In the group of AL in the uterine body six were intramural (66.7%) and three were subserosal (33.3%).
In the group of patients operated on for uterine AL the biggest size of the uterus was 180 × 150 × 120 mm. The excised masses were 25-100 mm in diameter; the biggest uterine AL mass (subserosal, myoma nascens) was 130 × 50 × 50 mm.
Other pathologies concomitant to AL included:
• leiomyoma and endometriosis – 1 case,
• multiple leiomyomas – 1 case,
• endometriosis – 2 cases,
• erosion – 3 cases,
• thecoma of the right ovary – 1 case,
• paratubal serous cyst – 2 cases.
Table I presents information about female patients and types, the results of the treatments and operations performer in cases of uterine angioleiomyoma.

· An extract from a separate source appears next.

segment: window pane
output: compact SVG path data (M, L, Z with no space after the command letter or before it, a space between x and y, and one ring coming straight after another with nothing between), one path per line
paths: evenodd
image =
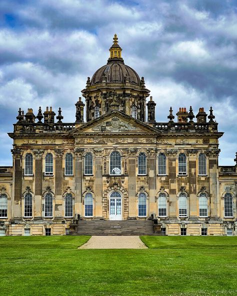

Surgical procedures and operations

In the majority of cases, surgical management of uterine AL involved hysterectomy with or without appendages. Myomectomy was rather rare [21, 37, 45].
In the group of nine patients, seven women (77.8%) had laparotomy performed: in six cases (66.7%) hysterectomy (with bilateral appendages – three cases, unilateral – one case, with the right fallopian tube – one case, and without appendages – one case). Myomectomy was performed in one case (11.1%). Angioleiomyomas in the uterine body were transected from transvaginal access: subserosally located – two cases (22.2%).
Generally, microscopic examination of AL samplings found no features of atypia, mitosis, pleomorphism, or necrosis. However, the authors presented individual cases of nuclear atypia [1, 37, 40].
Degeneration in angioleiomyoma often results from ischaemia, and the type depends upon the degree and speed of ongoing vascular insufficiency [46]. Mucoid areas, hyalinisation, calcification, and fatty deposits were also noted [1, 10, 22, 40]. Fibryn accumulation in the widened blood vessels of angioleiomyoma was reported, too [2, 18, 37, 40].
The analysis of patients’ medical records revealed the following microscopic examination findings:
• hyalinisation – 2 cases,
• swelling and hyalinization – 1 case,
• necrosis and swelling – 1 case,
• ulceration – 1 case (in subserosal angioleiomyoma nascens).
• In the cases qualified for differentiation with uterine angioleiomyoma, histopathological examination was ne­cessary [26].
Literature reports present numerous complications posing a serious threat to the health and life of patients with uterine ALs, such as spontaneous rupture of the uterus with bleeding to the peritoneal cavity, and disordered blood clotting due to consumptive coagulopathy [5, 28].
Perioperative transfusion of blood and blood products was required in four patients (44.4%), four units of packed red blood cells (PRBC) in one patient and two units of PRBC in three patients.
The authors generally agree that surgical total removal of angioleiomyoma either by laparotomy or lapa­roscopy is a sufficient management because no recurrence has been noted so far [21].
In the majority of cases the treatment involved hysterectomy with or without the resection of appendages. Myomectomy was rare, and its decision depended upon the patient’s desire to maintain fertility [21, 31, 37, 45].
In one case presented in Polish literature on the subject the patient was operated on twice because the first operation was not total. The recurrence of tumour was diagnosed within a few months following myomectomy. Histopathological examination confirmed that the tumour was not totally removed, and angioleiomyoma was diagnosed. The tumour recurred three years following the second operation and the patient was prescribed radiotherapy [34].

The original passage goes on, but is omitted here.